Nutrition Twin advice: Order your sauce on the side and use it sparingly.

Ready-to-eat boxed meals and side dishes: Along with the convenience comes a hefty dose of sodium. A 5-ounce frozen turkey and gravy dinner can have 787 milligrams of sodium. Half of a 16.5-ounce chicken pot pie can pack 800 milligrams of sodium.
Advice: Look for brands with less sodium.

Sugar-sweetened beverages: “We tend to associate excess sugar with higher blood sugar and diabetes,” says Moore. “However, excess sugar intake has been linked to high blood pressure levels as well.”
Moore’s advice: Keep added sugars at a minimum. You can do this by avoiding sugary beverages like soft drinks, iced tea, and fruit punch.

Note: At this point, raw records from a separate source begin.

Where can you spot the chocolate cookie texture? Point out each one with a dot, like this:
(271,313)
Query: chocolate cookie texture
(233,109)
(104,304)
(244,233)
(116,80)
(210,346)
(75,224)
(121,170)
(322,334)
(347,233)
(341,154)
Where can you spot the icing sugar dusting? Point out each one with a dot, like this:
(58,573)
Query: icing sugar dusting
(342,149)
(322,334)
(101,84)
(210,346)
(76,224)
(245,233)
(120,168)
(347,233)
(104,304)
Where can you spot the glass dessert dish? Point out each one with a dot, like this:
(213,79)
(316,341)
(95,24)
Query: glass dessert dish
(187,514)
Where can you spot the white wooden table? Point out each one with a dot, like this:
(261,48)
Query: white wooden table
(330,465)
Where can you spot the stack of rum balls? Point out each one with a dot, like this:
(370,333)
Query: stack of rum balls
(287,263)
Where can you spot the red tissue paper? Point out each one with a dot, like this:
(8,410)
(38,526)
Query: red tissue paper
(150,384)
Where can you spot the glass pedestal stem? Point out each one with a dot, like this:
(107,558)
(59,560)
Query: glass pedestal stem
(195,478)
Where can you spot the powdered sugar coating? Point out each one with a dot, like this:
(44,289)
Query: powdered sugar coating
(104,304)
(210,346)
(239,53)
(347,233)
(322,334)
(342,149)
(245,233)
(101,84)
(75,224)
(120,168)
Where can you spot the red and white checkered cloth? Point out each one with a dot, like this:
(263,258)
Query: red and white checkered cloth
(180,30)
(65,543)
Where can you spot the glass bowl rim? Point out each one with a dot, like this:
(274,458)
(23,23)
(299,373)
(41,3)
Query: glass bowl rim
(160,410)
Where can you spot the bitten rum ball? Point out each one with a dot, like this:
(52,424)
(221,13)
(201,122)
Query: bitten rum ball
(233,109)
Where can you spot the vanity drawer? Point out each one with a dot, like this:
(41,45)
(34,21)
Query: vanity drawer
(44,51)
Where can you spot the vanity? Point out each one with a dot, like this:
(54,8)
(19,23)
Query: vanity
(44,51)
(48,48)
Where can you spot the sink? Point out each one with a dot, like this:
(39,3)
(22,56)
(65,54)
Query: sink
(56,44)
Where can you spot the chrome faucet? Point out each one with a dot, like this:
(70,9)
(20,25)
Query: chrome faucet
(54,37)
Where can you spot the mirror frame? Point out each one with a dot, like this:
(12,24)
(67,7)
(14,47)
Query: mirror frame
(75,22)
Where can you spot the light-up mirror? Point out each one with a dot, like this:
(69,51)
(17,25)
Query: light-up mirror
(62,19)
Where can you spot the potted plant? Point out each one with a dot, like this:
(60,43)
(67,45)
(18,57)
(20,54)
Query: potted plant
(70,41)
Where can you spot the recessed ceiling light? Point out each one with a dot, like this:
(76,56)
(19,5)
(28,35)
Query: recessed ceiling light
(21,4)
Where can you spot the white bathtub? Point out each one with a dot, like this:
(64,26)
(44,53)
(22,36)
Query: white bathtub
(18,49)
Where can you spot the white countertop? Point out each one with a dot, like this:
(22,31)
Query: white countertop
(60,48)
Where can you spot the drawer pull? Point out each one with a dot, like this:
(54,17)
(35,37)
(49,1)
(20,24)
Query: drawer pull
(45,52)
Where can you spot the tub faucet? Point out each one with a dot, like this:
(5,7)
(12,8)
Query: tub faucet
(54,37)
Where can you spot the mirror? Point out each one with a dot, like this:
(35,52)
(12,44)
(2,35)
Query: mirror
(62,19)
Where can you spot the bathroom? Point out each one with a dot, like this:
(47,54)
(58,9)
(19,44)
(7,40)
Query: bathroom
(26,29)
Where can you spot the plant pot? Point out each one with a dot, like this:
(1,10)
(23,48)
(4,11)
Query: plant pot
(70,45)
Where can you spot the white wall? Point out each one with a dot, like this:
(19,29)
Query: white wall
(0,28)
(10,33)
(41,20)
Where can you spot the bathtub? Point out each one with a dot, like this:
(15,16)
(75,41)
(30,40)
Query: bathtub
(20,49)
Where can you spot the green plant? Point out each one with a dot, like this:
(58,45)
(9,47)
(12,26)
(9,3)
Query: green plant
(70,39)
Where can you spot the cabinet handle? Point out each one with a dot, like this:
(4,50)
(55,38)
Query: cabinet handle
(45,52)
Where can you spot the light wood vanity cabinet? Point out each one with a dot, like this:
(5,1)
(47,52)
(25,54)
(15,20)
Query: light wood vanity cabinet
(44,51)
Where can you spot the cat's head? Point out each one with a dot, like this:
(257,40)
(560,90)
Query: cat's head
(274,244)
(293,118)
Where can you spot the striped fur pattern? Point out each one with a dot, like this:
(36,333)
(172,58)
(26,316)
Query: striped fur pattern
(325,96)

Canned and pickled vegetables and vegetable juice: While a great substitute when fresh is not available, canned and pickled vegetables are typically laden with preservatives or sauces and seasonings that add extra sodium. A cup of canned cream-style corn may contain 730 milligrams of sodium.
Advice: Read the nutrition facts panel. Look for descriptions such as “no salt added” and “reduced sodium.”

Bouillon, canned and instant soup: On average, a cup of canned chicken noodle soup contains as much as 760 milligrams of sodium. Eat the entire can — which makes two-and-a-half servings – and you’ll get 1,800 milligrams of sodium.
Advice: Look for brands with reduced-sodium or no salt added. For instant soup or oriental noodles, reduce the sodium by using half of the seasoning packet.

Canned Tomato Products and tomato juice: Canned tomato sauce and tomato juice are loaded with sodium. One cup of tomato juice contains 680 milligrams of sodium. One serving of spaghetti with meat sauce has over 1,300 milligrams of sodium.
Advice: Look for low or reduced sodium options.

It’s also important to note that the sodium content of processed food can vary by brand. For example, 3 oz chicken nuggets, frozen, breaded can have between 200 mg and 570 mg sodium; a cheeseburger from a fast food restaurant can have between 710 mg and 1,690 mg sodium. Be sure to compare brands and opt for the lower sodium item.